Many of us purchase products or services on subscription plans that renew automatically, without the need for any additional action. Magazine subscriptions, streaming music, and streaming video services are common examples of these kinds of subscription plans. So are cloud computing services like Dropbox and Office365. It is a lucrative model for businesses, because the business doesn’t have to reach out to the consumer after a period of time to solicit renewal. In addition, customer inertia typically plays in the business’s favor. We tend to let these subscriptions run on indefinitely. If you operate a business that sells goods or services to consumers using that business model, however, you should ensure that your auto-renewal plan complies with a California law governing the practice, even if your business is not located in California. Otherwise, you run the risk of having those subscriptions be considered “gifts,” and you may be subject to penalties. Class action lawsuits have recently been filed against Spotify, Dropbox, and Hulu, alleging widespread violations of the California law. Please read further, and I will describe the five basic requirements for your company’s auto-renewal subscription plan.

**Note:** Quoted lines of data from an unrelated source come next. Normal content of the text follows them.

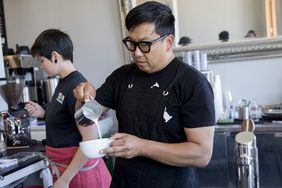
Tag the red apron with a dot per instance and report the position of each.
(96, 176)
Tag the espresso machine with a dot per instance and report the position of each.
(29, 68)
(15, 124)
(247, 167)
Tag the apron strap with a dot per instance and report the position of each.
(56, 172)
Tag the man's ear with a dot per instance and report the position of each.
(54, 57)
(169, 42)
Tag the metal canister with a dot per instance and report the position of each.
(88, 113)
(246, 160)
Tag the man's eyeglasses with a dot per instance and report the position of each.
(144, 46)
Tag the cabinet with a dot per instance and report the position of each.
(216, 174)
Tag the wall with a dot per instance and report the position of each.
(3, 105)
(94, 27)
(98, 47)
(203, 20)
(254, 79)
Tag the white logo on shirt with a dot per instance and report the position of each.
(60, 98)
(166, 116)
(155, 85)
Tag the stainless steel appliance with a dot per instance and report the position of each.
(15, 122)
(29, 68)
(49, 86)
(247, 175)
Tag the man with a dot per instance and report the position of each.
(164, 107)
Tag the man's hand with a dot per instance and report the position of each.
(84, 92)
(125, 146)
(34, 109)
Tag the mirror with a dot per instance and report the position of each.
(213, 16)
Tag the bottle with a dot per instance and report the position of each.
(254, 113)
(3, 146)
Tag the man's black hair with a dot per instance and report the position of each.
(53, 40)
(152, 12)
(224, 36)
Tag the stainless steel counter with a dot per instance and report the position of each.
(265, 127)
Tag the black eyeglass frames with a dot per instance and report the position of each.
(144, 46)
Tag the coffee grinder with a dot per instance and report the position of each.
(15, 121)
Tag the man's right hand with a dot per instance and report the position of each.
(84, 92)
(34, 109)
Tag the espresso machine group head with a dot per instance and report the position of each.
(247, 168)
(15, 121)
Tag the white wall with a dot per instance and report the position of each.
(255, 79)
(203, 20)
(93, 25)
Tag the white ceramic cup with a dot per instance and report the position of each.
(91, 148)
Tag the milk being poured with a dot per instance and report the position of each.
(93, 113)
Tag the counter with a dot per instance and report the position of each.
(28, 168)
(262, 127)
(222, 166)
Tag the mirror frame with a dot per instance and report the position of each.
(248, 49)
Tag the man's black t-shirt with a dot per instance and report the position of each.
(61, 129)
(191, 101)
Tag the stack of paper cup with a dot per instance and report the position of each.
(217, 97)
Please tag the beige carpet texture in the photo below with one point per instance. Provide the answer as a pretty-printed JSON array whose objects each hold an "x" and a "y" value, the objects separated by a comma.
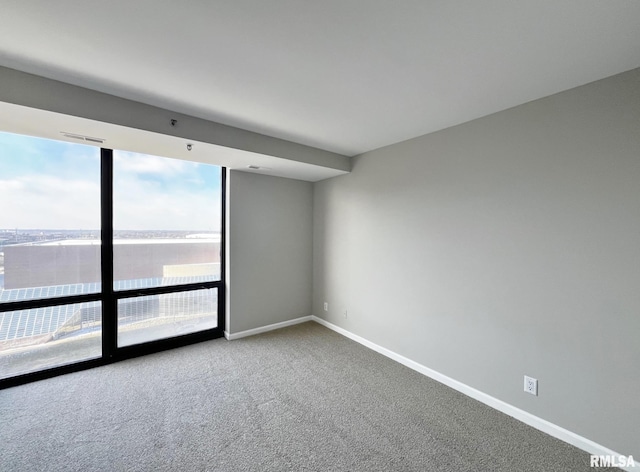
[{"x": 303, "y": 398}]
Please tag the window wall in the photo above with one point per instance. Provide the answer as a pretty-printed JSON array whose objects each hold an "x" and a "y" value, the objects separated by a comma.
[{"x": 103, "y": 255}]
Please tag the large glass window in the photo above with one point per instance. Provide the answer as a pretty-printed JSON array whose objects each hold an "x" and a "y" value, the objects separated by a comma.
[
  {"x": 166, "y": 221},
  {"x": 101, "y": 250},
  {"x": 49, "y": 248},
  {"x": 166, "y": 232}
]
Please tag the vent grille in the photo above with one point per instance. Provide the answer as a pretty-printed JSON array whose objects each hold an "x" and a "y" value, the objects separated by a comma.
[{"x": 80, "y": 137}]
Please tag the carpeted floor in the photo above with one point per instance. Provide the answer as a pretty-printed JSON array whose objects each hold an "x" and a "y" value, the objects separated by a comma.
[{"x": 302, "y": 399}]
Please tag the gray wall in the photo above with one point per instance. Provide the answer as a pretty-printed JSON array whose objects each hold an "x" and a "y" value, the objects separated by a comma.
[
  {"x": 506, "y": 246},
  {"x": 269, "y": 250}
]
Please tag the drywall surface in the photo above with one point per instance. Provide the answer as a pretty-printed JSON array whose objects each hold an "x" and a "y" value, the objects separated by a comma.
[
  {"x": 38, "y": 92},
  {"x": 269, "y": 250},
  {"x": 503, "y": 247}
]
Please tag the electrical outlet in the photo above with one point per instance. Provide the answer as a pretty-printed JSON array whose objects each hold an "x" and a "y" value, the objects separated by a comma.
[{"x": 531, "y": 385}]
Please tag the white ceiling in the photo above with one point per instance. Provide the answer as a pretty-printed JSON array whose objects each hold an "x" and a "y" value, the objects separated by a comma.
[{"x": 347, "y": 76}]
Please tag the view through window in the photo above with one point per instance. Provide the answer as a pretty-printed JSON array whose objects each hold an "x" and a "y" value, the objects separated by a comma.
[{"x": 166, "y": 246}]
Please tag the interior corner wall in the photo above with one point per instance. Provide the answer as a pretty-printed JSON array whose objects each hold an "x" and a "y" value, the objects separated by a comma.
[
  {"x": 269, "y": 250},
  {"x": 503, "y": 247}
]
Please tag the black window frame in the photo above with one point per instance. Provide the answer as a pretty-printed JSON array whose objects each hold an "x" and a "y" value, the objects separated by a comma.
[{"x": 109, "y": 297}]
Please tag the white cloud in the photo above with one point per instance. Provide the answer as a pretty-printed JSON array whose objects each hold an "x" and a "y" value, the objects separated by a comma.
[
  {"x": 48, "y": 202},
  {"x": 131, "y": 162}
]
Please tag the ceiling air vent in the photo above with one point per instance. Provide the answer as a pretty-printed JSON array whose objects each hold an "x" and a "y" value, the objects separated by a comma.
[{"x": 83, "y": 138}]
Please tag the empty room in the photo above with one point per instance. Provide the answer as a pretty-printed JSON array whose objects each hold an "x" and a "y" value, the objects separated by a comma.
[{"x": 326, "y": 236}]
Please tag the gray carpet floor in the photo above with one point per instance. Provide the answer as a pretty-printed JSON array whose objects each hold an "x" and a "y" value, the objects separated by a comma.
[{"x": 302, "y": 399}]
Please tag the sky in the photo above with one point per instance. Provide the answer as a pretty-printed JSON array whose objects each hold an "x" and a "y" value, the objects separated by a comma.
[{"x": 46, "y": 184}]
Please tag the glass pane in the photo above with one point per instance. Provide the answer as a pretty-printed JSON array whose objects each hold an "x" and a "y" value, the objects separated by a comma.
[
  {"x": 166, "y": 219},
  {"x": 40, "y": 338},
  {"x": 148, "y": 318},
  {"x": 50, "y": 218}
]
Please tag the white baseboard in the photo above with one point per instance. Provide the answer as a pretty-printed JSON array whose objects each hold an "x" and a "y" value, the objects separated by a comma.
[
  {"x": 543, "y": 425},
  {"x": 264, "y": 329}
]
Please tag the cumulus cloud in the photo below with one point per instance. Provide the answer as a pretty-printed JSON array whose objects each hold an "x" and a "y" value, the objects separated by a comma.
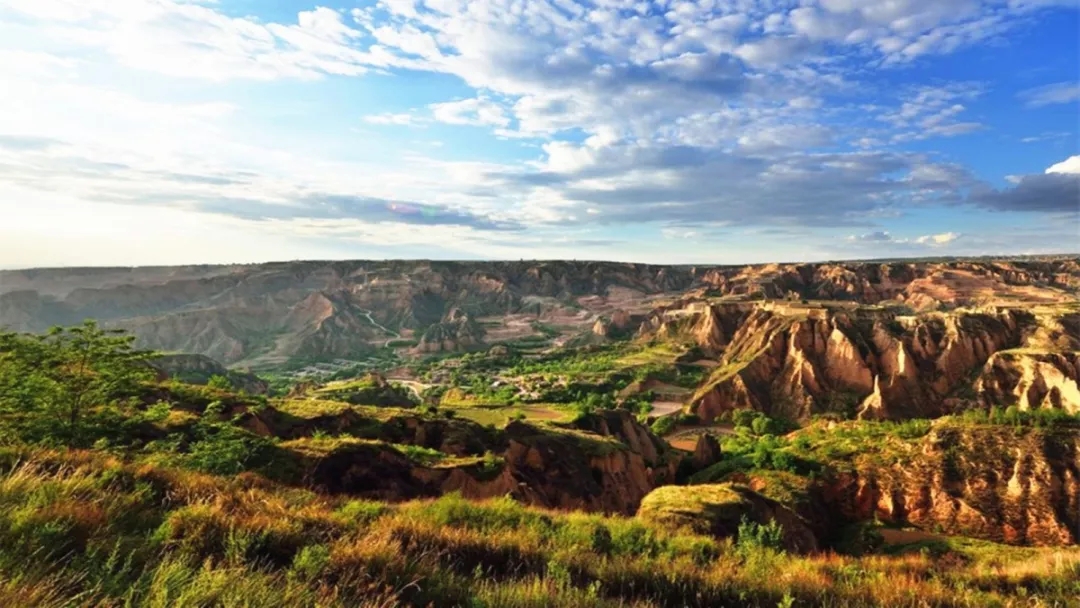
[
  {"x": 883, "y": 238},
  {"x": 1050, "y": 192},
  {"x": 682, "y": 113},
  {"x": 942, "y": 239},
  {"x": 879, "y": 237},
  {"x": 476, "y": 112},
  {"x": 1051, "y": 94},
  {"x": 400, "y": 119},
  {"x": 1069, "y": 165}
]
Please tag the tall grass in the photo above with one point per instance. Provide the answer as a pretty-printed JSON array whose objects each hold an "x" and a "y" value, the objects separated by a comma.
[{"x": 80, "y": 528}]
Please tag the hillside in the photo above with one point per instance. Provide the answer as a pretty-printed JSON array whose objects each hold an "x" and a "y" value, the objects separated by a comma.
[
  {"x": 267, "y": 315},
  {"x": 554, "y": 434}
]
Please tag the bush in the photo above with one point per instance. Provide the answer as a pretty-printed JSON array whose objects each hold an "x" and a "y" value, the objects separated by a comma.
[
  {"x": 664, "y": 426},
  {"x": 754, "y": 537}
]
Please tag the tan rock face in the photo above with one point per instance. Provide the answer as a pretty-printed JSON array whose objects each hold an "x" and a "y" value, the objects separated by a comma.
[
  {"x": 337, "y": 309},
  {"x": 796, "y": 361},
  {"x": 985, "y": 483},
  {"x": 1031, "y": 380}
]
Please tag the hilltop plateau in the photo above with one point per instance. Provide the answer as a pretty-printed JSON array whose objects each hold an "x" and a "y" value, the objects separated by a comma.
[{"x": 890, "y": 433}]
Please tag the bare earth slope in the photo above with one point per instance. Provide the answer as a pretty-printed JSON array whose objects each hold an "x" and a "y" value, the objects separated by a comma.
[{"x": 273, "y": 312}]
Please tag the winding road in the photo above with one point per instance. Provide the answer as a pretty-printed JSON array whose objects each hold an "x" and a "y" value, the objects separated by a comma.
[{"x": 367, "y": 313}]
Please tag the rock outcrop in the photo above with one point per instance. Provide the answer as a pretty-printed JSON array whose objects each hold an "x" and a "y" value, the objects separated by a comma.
[
  {"x": 706, "y": 451},
  {"x": 198, "y": 369},
  {"x": 1031, "y": 380},
  {"x": 282, "y": 310},
  {"x": 794, "y": 361},
  {"x": 456, "y": 333},
  {"x": 541, "y": 465},
  {"x": 982, "y": 482}
]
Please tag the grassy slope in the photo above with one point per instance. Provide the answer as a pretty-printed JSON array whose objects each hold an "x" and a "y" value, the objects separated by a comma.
[{"x": 104, "y": 531}]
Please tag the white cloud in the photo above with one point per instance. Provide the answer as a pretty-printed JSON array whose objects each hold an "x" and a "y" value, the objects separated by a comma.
[
  {"x": 477, "y": 112},
  {"x": 401, "y": 119},
  {"x": 942, "y": 239},
  {"x": 1069, "y": 166},
  {"x": 1051, "y": 94},
  {"x": 765, "y": 111}
]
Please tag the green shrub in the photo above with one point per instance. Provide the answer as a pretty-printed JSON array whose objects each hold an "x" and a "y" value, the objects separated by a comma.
[
  {"x": 753, "y": 536},
  {"x": 664, "y": 426}
]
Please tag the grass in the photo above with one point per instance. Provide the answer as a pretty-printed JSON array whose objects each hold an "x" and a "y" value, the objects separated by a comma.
[{"x": 104, "y": 531}]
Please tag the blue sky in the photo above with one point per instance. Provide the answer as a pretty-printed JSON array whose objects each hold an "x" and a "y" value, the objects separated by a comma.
[{"x": 139, "y": 132}]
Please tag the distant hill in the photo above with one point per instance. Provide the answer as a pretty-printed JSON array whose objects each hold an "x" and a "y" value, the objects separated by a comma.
[{"x": 271, "y": 313}]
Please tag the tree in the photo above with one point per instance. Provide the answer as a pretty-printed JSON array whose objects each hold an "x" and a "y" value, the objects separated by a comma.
[
  {"x": 220, "y": 382},
  {"x": 51, "y": 383}
]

Before going into the specific requirements for auto-renewal subscription plans, it is important to understand two things. First, the rules apply only to businesses selling to consumers. Business-to-business transactions are not included. Second, the rules apply to sales to consumers in California, regardless of where the selling business is located. As long as your customer is in California, the law applies. This makes it important for businesses in other states to ensure that they are in compliance with California’s rules.
Now let’s take a look at the five requirements for an auto-renewing subscription plan:
First, the terms should be presented in a clear and conspicuous manner before the subscription agreement is fulfilled. Also, the terms should be placed in visual proximity (or in the case of a voice offer, such as by phone, in temporal proximity), to the request for consent to the offer.

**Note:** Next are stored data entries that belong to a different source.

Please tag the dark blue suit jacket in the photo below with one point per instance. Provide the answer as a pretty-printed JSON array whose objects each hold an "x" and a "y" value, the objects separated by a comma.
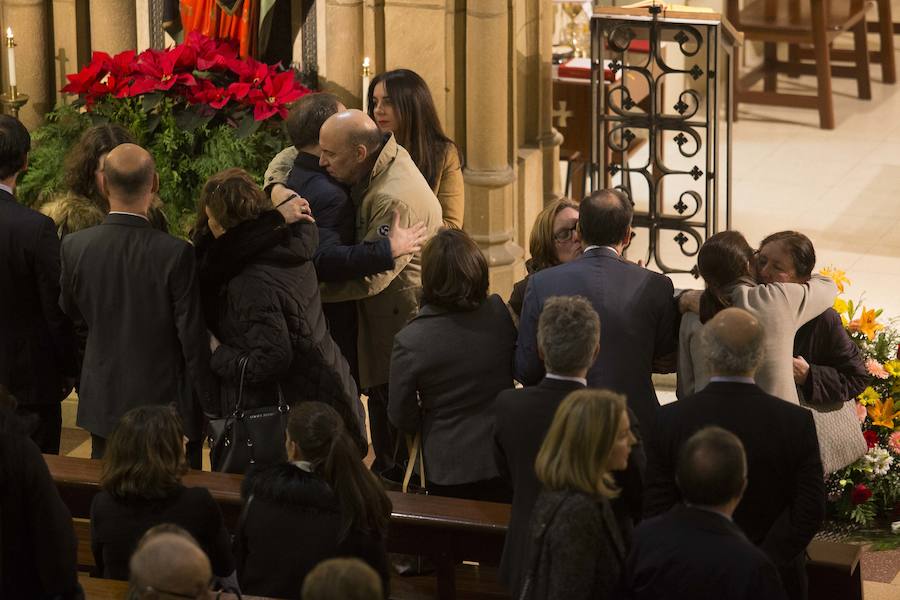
[
  {"x": 338, "y": 256},
  {"x": 691, "y": 553},
  {"x": 638, "y": 321}
]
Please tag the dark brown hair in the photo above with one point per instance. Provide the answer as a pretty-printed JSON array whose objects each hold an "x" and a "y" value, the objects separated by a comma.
[
  {"x": 84, "y": 158},
  {"x": 802, "y": 251},
  {"x": 145, "y": 454},
  {"x": 233, "y": 197},
  {"x": 454, "y": 271},
  {"x": 418, "y": 127},
  {"x": 319, "y": 432},
  {"x": 542, "y": 243},
  {"x": 604, "y": 217},
  {"x": 307, "y": 117},
  {"x": 723, "y": 261}
]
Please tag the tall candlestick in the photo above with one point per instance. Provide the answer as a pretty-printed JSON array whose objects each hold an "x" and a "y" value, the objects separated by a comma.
[
  {"x": 11, "y": 56},
  {"x": 367, "y": 71}
]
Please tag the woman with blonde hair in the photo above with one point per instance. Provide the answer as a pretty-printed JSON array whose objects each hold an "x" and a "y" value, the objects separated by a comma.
[
  {"x": 554, "y": 240},
  {"x": 577, "y": 550}
]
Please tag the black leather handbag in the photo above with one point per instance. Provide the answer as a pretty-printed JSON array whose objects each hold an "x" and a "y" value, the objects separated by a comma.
[{"x": 248, "y": 437}]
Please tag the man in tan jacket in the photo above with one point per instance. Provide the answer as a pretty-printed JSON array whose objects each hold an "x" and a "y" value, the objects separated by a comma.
[{"x": 388, "y": 190}]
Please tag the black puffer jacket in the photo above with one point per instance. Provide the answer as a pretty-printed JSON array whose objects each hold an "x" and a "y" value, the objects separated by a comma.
[
  {"x": 262, "y": 301},
  {"x": 291, "y": 524}
]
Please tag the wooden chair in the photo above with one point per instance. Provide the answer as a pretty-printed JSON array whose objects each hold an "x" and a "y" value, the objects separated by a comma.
[{"x": 805, "y": 23}]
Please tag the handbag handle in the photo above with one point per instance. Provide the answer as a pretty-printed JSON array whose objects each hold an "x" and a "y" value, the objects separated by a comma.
[
  {"x": 238, "y": 407},
  {"x": 414, "y": 444}
]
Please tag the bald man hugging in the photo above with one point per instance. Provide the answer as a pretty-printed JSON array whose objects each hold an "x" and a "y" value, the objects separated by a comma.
[{"x": 389, "y": 191}]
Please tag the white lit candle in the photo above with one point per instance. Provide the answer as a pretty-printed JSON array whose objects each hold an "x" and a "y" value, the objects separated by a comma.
[
  {"x": 11, "y": 56},
  {"x": 366, "y": 72}
]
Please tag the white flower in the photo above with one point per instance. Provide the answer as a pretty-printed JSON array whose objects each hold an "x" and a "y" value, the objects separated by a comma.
[{"x": 880, "y": 460}]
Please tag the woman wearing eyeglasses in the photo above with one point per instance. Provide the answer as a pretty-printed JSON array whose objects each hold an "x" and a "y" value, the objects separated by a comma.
[{"x": 554, "y": 241}]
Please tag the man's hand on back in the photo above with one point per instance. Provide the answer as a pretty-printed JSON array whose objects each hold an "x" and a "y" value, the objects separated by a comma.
[
  {"x": 406, "y": 241},
  {"x": 291, "y": 206}
]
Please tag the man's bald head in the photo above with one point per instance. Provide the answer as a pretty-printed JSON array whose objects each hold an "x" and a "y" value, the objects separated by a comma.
[
  {"x": 350, "y": 142},
  {"x": 129, "y": 177},
  {"x": 733, "y": 340},
  {"x": 169, "y": 562}
]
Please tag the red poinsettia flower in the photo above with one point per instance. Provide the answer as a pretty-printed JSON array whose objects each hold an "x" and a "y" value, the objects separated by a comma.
[
  {"x": 81, "y": 82},
  {"x": 206, "y": 92},
  {"x": 861, "y": 493},
  {"x": 157, "y": 71},
  {"x": 209, "y": 54},
  {"x": 275, "y": 92},
  {"x": 871, "y": 438}
]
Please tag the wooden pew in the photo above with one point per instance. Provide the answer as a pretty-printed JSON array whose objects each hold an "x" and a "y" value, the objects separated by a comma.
[{"x": 447, "y": 530}]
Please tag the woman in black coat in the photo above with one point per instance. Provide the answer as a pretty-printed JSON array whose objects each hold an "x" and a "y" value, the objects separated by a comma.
[
  {"x": 577, "y": 551},
  {"x": 447, "y": 367},
  {"x": 828, "y": 367},
  {"x": 322, "y": 504},
  {"x": 141, "y": 488},
  {"x": 261, "y": 300}
]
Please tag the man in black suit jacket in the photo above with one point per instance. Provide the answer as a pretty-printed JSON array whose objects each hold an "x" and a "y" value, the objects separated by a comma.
[
  {"x": 37, "y": 349},
  {"x": 636, "y": 306},
  {"x": 338, "y": 256},
  {"x": 568, "y": 342},
  {"x": 696, "y": 551},
  {"x": 132, "y": 293},
  {"x": 784, "y": 504}
]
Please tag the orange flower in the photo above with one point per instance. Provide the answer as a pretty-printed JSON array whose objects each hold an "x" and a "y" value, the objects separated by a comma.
[
  {"x": 866, "y": 323},
  {"x": 883, "y": 413},
  {"x": 837, "y": 275}
]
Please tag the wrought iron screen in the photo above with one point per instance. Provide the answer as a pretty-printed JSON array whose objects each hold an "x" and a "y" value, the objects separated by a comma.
[{"x": 657, "y": 105}]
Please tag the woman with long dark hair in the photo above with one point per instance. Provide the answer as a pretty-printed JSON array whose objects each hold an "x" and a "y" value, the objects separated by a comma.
[
  {"x": 727, "y": 265},
  {"x": 84, "y": 203},
  {"x": 141, "y": 488},
  {"x": 401, "y": 103},
  {"x": 323, "y": 503}
]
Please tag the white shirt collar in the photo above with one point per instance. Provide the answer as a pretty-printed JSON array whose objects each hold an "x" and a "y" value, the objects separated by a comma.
[
  {"x": 594, "y": 246},
  {"x": 580, "y": 380},
  {"x": 303, "y": 465},
  {"x": 123, "y": 212},
  {"x": 730, "y": 379}
]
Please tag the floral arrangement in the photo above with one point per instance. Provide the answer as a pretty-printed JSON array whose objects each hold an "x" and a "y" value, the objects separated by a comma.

Second, you must get the consumer’s affirmative consent to the terms, before charging his or her credit card, debit card, or other payment account.
Third, you must provide an acknowledgement to the consumer, containing the terms of the plan, the cancellation policy, and information on how to cancel. This acknowledgement has to be in a form that can be retained by the consumer. If your offer contains a free trial, you must disclose in the acknowledgement how to cancel, and you must allow the consumer to cancel before the consumer pays for the goods or services.

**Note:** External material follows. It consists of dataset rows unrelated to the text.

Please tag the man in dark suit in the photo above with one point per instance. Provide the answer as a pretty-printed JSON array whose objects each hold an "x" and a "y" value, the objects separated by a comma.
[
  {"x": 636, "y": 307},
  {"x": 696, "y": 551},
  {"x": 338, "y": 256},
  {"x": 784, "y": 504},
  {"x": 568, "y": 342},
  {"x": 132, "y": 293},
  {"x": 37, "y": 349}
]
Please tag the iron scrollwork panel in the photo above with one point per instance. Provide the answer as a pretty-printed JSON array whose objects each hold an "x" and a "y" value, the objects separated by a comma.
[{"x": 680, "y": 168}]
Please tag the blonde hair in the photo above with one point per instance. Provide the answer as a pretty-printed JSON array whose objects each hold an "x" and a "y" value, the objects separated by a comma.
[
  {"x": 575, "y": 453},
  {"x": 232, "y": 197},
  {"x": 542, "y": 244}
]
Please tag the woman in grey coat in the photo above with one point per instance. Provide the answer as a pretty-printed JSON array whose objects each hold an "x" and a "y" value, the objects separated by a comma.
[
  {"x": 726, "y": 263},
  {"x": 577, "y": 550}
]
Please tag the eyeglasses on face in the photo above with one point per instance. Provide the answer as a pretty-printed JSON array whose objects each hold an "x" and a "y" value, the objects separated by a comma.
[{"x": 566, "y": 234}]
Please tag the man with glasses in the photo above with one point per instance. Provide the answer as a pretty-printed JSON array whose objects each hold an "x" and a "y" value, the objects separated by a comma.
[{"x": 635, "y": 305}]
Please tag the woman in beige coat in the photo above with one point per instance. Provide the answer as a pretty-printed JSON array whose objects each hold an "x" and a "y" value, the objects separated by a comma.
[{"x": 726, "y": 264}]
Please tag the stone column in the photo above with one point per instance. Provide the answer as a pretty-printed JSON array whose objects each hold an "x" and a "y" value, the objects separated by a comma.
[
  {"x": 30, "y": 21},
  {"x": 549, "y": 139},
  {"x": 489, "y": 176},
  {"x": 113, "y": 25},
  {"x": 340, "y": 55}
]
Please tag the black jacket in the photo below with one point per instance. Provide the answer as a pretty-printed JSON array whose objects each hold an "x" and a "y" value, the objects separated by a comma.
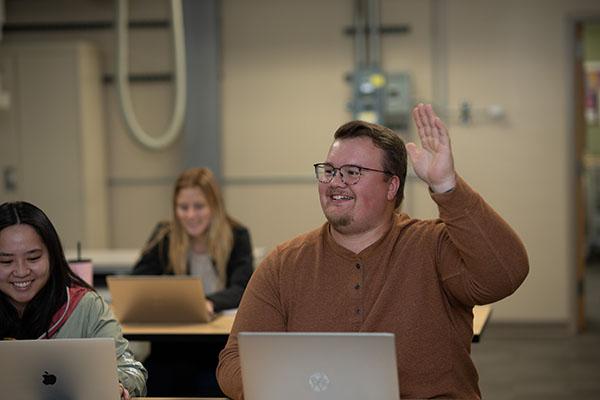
[{"x": 239, "y": 267}]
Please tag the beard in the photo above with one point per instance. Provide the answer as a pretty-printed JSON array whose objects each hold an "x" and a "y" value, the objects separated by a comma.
[{"x": 339, "y": 222}]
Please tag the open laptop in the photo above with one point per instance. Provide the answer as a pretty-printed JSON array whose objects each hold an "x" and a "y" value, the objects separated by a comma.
[
  {"x": 161, "y": 299},
  {"x": 65, "y": 369},
  {"x": 324, "y": 366}
]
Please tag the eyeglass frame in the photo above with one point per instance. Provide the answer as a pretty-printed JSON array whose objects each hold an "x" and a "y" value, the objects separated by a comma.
[{"x": 335, "y": 171}]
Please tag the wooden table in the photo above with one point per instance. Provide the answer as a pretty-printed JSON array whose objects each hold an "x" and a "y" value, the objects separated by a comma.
[{"x": 219, "y": 328}]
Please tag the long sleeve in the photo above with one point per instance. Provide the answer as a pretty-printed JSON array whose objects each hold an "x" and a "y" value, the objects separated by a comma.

Fourth, you must provide a toll-free telephone number, e-mail address, postal address (only when directly billing the customer), or another cost-effective, easy-to-use means for cancellation, that is described in the acknowledgement.
Fifth, if you make a material change to the terms of an auto-renewal plan, you have to provide the consumer with a clear and conspicuous notice of the change, along with information about how to cancel, in a form that can be retained by the consumer.
The California law has been in effect since December 2010, but many existing businesses located outside of California may not even be aware that it applies to them. Whether you operate an existing business or are starting a new business, if you use auto-renewal subscription plans as part of your business model, you should carefully review your terms and practices to make sure you comply with these California requirements.